Throughout the history of cinema, the oldest profession in the world has proven to be a fecund subject matter. Or (My Treasure), the debut feature by the Israeli woman filmmaker Keren Yedaya and the 2004 winner of the Caméra d'Or, also deals with this familiar subject matter. However, the film stands above most other films dealing with this theme, as it is subject to neither the romanticized projections nor the privileged moralizing of male filmmakers.
Or, a pretty and well-liked teenager of around 16, has been forced to assume the guardian’s role for her mother, a recovering streetwalker. While Or struggles to make ends meet by recycling bottles and doing odd jobs, she is also desperately trying to keep both her mother and herself from having to resort to lives of prostitution. The audience never sees or hears about her father—in fact, Yedaya takes pains to steer clear of any tropes that may veer into the territory of bathos.
The film starts with a stationary outdoor shot of a busy Tel Aviv intersection. For a filmmaker directing a debut feature about such an emotional topic, Yedaya displays remarkable restraint and control, both with the camera and the characters. She depicts the grittiness and the immediacy evident in other recent quality films depicting the disenfranchised--like Brillante Mendoza’s Serbis--while avoiding the misguided poverty porn stylizations of films like Slumdog Millionaire and Precious. Cluttered and cramped mise-en-scenes in which the characters usually occupy the edges of the frames quietly emphasize their marginalized status. Cameras usually stay still, reinforcing the lack of social mobility in the lives of Or and her mother.
Without resorting to didacticism or pandering to easy sympathies, the film emphasizes the point that the main hurdle for the disenfranchised and the impoverished is not that they never encounter opportunities to improve their lives. The real challenge for them is that they have only a miniscule margin of error. The conventional wisdom that all human beings are entitled to make mistakes simply does not apply to those on the margins. The Paris Hiltons and the Kim Kardashians can make their initiation with the general public through porn movies and emerge even more privileged and empowered than they already were. Such career choices are unavailable to the Ors of the world. For the have-nots, one seemingly harmless instance of capitulating to old bad habits can mean falling off the proverbial wagon of opportunity for good. The privileged can get back into their posh sedans after taking a detour, but the poor must wait in the rainstorm for the next bus which may never come.
Or’s ultimate tragedy is not that she has to play the role of an adult, but that she never gets the chance to be a child.

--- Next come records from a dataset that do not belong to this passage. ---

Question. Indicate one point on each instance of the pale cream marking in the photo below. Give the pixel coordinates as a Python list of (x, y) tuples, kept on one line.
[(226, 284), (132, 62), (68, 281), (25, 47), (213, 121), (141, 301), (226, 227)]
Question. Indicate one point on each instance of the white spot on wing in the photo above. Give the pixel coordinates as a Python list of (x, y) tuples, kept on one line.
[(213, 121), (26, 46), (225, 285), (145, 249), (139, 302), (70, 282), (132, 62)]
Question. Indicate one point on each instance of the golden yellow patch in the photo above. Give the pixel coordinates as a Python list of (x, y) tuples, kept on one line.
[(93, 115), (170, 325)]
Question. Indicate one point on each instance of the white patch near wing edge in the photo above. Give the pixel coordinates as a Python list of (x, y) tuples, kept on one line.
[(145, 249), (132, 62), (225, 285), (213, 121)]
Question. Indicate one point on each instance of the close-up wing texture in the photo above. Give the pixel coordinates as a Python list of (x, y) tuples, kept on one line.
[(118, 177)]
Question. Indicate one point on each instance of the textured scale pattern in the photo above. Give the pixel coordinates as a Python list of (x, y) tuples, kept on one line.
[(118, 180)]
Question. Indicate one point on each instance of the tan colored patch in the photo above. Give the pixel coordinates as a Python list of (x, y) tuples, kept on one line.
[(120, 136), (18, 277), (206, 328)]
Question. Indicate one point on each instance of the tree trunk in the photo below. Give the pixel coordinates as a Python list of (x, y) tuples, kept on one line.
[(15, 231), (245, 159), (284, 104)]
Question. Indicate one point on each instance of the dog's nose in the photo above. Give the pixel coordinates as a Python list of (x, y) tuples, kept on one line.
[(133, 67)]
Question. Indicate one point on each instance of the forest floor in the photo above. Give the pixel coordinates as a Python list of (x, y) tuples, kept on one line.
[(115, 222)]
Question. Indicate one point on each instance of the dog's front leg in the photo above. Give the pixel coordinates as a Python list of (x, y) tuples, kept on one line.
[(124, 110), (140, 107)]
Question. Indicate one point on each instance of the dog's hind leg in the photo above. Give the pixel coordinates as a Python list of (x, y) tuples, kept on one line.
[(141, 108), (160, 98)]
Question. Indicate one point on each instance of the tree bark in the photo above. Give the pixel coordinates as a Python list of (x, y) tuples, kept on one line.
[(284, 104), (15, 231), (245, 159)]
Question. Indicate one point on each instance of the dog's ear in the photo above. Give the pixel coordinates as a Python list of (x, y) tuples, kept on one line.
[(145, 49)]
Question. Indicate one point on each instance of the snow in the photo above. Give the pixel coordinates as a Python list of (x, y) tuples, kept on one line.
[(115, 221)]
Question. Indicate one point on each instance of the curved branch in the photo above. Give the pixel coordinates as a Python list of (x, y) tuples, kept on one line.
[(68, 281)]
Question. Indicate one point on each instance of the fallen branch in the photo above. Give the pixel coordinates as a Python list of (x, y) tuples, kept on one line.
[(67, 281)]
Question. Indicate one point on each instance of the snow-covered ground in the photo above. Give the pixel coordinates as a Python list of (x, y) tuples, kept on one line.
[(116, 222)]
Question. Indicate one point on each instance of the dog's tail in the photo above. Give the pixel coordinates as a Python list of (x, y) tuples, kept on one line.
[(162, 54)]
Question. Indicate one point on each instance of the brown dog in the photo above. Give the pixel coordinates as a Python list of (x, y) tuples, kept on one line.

Once she falls from her precarious balancing act, her descent into a personal hell is as precipitous as can be. Some may see this as a first-time director’s overzealous desire to guilt the audience, but it serves well as a reminder that for those on the margins the line between legitimacy and depravity is indeed paper-thin.
After Or comes home from her first day as an escort, her mom also nonchalantly gets ready for another night on the streets. She either simply ignores or fails to notice that Or is now following in her path. The vicious cycle to which the two are condemned is a circle of living hell more immediate and affecting than any that even Dante himself could have imagined.
Or will live on, but in a life of measured time, abuse, and pain. The 17th century English philosopher Thomas Hobbes described the life of man as “solitary, poor, nasty, brutish, and short.” And at the dawn of this new millennium, Keren Yedaya’s Or (My Treasure) effectively reminds us that for those exploited women on the fringes of society, those words continue to have more resonance than ever.